BE.180:Devices
Summary
The material on this page covers three topics. First, we briefly review how to make different sorts of gene-expression based devices. Second, we develop a simple framework for modeling the behavior of genetic devices. Third, we use the models to estimate some physical characteristics of our devices (for example, device latency).
Introduction
From before, you know that a genetically encoded inverter (i.e., a Boolean NOT gate) can be made by combining a ribosome binding site (RBS), driving expression of an open reading frame (ORF) encoding a repressor protein, followed by a transcription terminator. The signal is inverted when the repressor protein binds an operator site elsewhere on the DNA, resulting in repression of gene expression from the operator site. Click on Figures 1 and 2 below for more information (revisit the full comic if you need more background information for how genetically encoded inverters work).
Genetic Devices
An inverter is one type of device. We can produce many different types of gene-expression based devices. For example, all sorts of logic gates can be implemented as gene-expression devices. We can also implement other sorts of devices such as sensors, actuators, and even cell-cell communication devices. Simple sketches and explanations of different gene-expression devices are given below. You can make many more types of genetic devices. The important concept to remember is that you want to make devices that allow subsequent hiding of the details for how the device actually works, so that other people can easily use your devices!
Device Modeling
The above depictions of genetic devices provide qualitative descriptions of device function (for example, if the input signal to an inverter is HIGH then the output signal from the inverter will be LOW). But, in reality, each device is a physical object, which imposes constraints on its exact operation and use. Here, we will use some simple modeling to get a sense for the physical behavior of our genetic devices. To start, let's define some of the device characteristics that we might care about. We'll use an inverter device as an example. One important property of our inverter is its transfer function, which is the steady state relationship between the device input and output signals. A second property is the device latency, which is the time it takes the device output signal to change in response to a change in the device input signal. To begin to model the inverter device we'll need to revisit the physical processes that are required for device operation. Our goal will be to build a model from these details that can be used to make some simple mathematical estimates of the inverter's transfer function and latency.
To make our analysis simpler let's split (decouple) an inverter into two sub-devices (Figure 4). The first sub-device is a "protein generator" (a protein generator takes a generic PoPS input signal and produces a specific protein as output). The second sub-device is a "PoPS regulator" (a PoPS regulator takes a specific regulatory protein as input and produces a generic PoPS signal as output). We'll model the transfer function and latency of each device individually and then combine the results in order to produce an overall model for our inverter.
Protein Generator Modeling
We need to develop a model that lets us estimate the transfer function (input:output relationship) and latency of the protein generator. The input to the protein generator is a PoPS input signal (let's call this P_in).
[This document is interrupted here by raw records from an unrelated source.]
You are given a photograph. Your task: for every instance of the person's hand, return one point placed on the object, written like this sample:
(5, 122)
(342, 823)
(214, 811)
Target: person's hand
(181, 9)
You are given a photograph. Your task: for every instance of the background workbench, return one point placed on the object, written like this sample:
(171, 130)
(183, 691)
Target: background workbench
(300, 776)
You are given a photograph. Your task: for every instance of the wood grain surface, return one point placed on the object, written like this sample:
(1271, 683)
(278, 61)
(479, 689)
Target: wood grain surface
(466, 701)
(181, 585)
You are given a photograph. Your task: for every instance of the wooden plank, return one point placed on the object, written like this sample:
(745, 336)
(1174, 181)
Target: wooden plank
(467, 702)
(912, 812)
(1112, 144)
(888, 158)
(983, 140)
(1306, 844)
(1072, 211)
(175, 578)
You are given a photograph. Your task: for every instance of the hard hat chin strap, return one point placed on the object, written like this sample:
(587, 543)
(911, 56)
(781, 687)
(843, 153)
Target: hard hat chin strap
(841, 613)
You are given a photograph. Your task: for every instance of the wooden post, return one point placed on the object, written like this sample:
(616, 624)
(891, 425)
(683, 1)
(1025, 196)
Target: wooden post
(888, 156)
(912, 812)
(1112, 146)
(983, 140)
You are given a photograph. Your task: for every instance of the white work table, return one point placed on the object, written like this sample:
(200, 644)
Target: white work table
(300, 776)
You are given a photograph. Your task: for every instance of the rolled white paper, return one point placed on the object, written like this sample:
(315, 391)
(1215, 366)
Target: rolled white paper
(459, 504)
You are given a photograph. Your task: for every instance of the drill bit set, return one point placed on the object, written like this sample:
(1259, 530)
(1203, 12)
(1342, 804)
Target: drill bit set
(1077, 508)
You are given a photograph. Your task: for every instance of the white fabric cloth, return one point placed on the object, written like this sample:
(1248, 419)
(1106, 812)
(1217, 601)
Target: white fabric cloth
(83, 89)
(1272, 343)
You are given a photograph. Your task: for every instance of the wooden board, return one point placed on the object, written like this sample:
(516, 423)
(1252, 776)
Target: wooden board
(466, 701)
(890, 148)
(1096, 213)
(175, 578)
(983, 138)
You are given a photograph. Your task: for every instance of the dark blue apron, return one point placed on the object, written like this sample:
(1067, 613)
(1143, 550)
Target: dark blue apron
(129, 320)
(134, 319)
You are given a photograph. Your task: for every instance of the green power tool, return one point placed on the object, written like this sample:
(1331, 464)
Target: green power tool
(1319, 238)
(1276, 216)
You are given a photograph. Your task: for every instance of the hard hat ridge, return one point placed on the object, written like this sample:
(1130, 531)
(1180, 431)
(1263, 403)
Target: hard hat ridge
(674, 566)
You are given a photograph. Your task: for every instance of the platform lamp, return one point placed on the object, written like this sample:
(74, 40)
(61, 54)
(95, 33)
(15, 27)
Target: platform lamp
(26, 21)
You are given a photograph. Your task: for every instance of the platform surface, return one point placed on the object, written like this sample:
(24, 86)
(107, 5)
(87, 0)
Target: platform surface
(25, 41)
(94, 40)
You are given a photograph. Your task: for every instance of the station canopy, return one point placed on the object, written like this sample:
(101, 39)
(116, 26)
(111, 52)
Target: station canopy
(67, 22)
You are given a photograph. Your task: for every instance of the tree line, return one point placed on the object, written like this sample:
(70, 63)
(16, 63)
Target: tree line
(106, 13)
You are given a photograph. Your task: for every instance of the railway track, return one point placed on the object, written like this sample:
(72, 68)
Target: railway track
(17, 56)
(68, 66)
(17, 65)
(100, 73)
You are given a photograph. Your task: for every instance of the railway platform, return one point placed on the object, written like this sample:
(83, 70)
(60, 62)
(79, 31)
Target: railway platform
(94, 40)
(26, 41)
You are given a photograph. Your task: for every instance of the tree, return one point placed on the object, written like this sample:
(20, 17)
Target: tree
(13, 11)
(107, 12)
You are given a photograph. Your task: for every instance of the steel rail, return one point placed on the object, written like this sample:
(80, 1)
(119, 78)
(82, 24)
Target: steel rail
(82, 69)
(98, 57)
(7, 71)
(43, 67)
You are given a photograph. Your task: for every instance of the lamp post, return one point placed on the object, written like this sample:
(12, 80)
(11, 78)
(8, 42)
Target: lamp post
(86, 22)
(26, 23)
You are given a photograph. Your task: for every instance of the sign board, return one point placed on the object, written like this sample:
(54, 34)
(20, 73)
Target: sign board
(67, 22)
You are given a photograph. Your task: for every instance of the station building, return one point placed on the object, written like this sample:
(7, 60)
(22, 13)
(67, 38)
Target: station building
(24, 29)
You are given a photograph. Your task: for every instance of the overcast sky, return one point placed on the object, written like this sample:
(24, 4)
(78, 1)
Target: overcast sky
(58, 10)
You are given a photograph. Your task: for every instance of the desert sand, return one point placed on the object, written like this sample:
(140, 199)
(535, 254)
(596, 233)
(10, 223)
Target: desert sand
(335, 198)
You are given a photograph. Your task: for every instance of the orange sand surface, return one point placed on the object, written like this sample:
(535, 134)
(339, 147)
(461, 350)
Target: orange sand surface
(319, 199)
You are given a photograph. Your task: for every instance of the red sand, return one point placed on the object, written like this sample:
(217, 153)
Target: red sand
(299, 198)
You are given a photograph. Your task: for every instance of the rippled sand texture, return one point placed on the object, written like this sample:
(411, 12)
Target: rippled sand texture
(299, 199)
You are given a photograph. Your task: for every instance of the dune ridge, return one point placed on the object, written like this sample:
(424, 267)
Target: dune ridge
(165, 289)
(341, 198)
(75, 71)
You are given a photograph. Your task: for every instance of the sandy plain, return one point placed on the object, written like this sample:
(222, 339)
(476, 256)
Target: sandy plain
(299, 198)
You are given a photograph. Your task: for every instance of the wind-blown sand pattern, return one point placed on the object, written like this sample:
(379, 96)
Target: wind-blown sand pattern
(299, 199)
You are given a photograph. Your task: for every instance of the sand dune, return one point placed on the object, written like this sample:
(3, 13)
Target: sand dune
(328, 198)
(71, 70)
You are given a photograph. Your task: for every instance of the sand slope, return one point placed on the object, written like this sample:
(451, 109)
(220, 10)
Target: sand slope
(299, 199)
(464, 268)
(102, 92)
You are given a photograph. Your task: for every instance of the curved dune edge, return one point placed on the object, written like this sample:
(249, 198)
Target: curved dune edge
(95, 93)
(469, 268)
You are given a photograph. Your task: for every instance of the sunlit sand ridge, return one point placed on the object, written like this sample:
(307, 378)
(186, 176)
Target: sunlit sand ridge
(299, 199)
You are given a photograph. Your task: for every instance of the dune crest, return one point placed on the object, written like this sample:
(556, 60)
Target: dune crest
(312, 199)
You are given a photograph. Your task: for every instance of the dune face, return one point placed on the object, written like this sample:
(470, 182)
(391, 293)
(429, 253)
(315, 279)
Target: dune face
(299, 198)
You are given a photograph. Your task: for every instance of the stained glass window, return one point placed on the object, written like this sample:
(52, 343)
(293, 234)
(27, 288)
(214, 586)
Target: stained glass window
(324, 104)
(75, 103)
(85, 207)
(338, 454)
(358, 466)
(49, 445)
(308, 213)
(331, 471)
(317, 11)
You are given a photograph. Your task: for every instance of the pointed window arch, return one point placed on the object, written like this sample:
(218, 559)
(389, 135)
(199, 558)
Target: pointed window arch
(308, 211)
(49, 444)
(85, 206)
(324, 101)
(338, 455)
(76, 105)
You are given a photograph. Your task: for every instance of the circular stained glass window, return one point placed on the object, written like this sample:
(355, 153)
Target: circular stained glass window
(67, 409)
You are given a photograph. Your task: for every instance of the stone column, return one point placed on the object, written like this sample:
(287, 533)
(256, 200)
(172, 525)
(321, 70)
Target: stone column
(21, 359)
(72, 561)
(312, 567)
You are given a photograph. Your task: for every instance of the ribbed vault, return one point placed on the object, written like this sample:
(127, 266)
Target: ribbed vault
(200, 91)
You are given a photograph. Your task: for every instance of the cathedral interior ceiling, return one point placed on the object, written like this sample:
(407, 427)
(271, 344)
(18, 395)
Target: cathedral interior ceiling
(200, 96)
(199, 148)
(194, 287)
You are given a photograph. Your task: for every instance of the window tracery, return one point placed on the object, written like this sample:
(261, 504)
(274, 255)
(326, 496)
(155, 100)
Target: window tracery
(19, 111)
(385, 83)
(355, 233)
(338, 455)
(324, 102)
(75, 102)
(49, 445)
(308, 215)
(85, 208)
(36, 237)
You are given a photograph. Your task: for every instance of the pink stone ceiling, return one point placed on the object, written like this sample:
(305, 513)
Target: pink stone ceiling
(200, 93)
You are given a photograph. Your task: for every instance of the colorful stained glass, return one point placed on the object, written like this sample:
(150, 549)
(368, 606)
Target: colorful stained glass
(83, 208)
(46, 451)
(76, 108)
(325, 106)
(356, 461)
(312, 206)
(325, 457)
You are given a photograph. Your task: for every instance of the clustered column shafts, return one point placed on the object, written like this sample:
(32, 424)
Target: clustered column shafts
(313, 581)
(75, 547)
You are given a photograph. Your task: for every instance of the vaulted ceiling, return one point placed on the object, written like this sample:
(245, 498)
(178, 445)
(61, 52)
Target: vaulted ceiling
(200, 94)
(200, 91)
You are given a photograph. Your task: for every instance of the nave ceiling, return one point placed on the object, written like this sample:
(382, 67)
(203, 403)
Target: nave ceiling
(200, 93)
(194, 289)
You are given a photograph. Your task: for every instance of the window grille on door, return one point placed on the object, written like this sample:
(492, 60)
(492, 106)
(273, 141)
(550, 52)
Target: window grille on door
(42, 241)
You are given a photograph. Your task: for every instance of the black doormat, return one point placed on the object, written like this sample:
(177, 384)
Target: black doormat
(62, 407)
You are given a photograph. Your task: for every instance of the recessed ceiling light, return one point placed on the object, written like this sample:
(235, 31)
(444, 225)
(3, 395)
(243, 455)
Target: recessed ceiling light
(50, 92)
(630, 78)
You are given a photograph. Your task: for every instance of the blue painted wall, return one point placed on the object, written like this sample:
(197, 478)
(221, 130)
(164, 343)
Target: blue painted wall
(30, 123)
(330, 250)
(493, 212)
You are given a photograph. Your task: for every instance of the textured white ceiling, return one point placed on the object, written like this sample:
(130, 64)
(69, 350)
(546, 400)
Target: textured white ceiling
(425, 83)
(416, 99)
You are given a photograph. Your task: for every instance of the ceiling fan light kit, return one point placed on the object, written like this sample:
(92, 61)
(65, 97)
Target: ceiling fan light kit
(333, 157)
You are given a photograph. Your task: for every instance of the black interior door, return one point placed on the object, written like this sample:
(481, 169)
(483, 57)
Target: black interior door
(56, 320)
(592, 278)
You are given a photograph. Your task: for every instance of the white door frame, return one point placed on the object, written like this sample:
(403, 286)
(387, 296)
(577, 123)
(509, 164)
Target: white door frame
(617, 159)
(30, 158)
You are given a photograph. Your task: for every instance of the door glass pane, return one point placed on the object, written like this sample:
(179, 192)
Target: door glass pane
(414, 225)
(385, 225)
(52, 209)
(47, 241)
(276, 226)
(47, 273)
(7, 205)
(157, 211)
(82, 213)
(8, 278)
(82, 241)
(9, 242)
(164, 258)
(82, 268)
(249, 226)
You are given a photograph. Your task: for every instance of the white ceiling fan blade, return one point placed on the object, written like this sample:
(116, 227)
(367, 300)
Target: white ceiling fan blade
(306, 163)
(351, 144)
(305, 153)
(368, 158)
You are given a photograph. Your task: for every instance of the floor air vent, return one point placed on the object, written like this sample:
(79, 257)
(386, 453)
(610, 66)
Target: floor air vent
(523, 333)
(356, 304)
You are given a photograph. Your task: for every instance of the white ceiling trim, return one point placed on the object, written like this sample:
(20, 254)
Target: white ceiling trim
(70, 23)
The output is the concentration of the repressor protein (let's call this R). The transfer function should describe R as a function of P_in.
We can get started by writing down the physical processes that take place between arrival of a RNA polymerase molecule and the production of a repressor protein. First, the RNA polymerase enters the device and carries out transcription, producing a messenger RNA (mRNA) molecule. The RNA polymerase molecules will move basepair-by-basepair down the DNA encoding our protein generator device until they arrive at the terminator part (at which point they will stop transcription). Then, ribosomes will bind the newly produced mRNA molecules at the ribosome binding site (RBS) and start the process of protein synthesis (translation). The ribosomes will move nucleotide-by-nucleotide down the mRNA molecule until they arrive at a stop codon (in bacteria the triplets UAA, UGA & UAG can act as stop codons). To complete our model we should also account for the loss of mRNA and protein via mRNA and protein degradation, respectively. Furthermore, if the cell in which our device is operating is itself growing, then we may also need to account for the dilution of mRNA and protein levels via cell division. Phew! This is a lot of stuff to remember and pay attention to. How are we going to estimate transfer function and latency? Let's make a big simplification by writing down a differential equation that describes how the concentration of R changes over time:
We've introduced two new variables, [math]\displaystyle{ f(P_{in}) }[/math] and [math]\displaystyle{ k_d }[/math]. Here, [math]\displaystyle{ f(P_{in}) }[/math] is a placeholder function that describes the relationship between P_in, the PoPS input signal, and the rate of repressor protein synthesis. [math]\displaystyle{ k_d }[/math] is just a first-order decay rate for the loss of R. The first term in this equation makes a big leap directly from PoPS to protein synthesis (we're hiding all the details of transcription and translation). The second term in this equation captures the rate of destruction of R due to degradation (and dilution due to growth, if we want to include that too). If we can come up with some values for these terms in then we can estimate how R will change as a function of P_in and how quickly these changes will happen.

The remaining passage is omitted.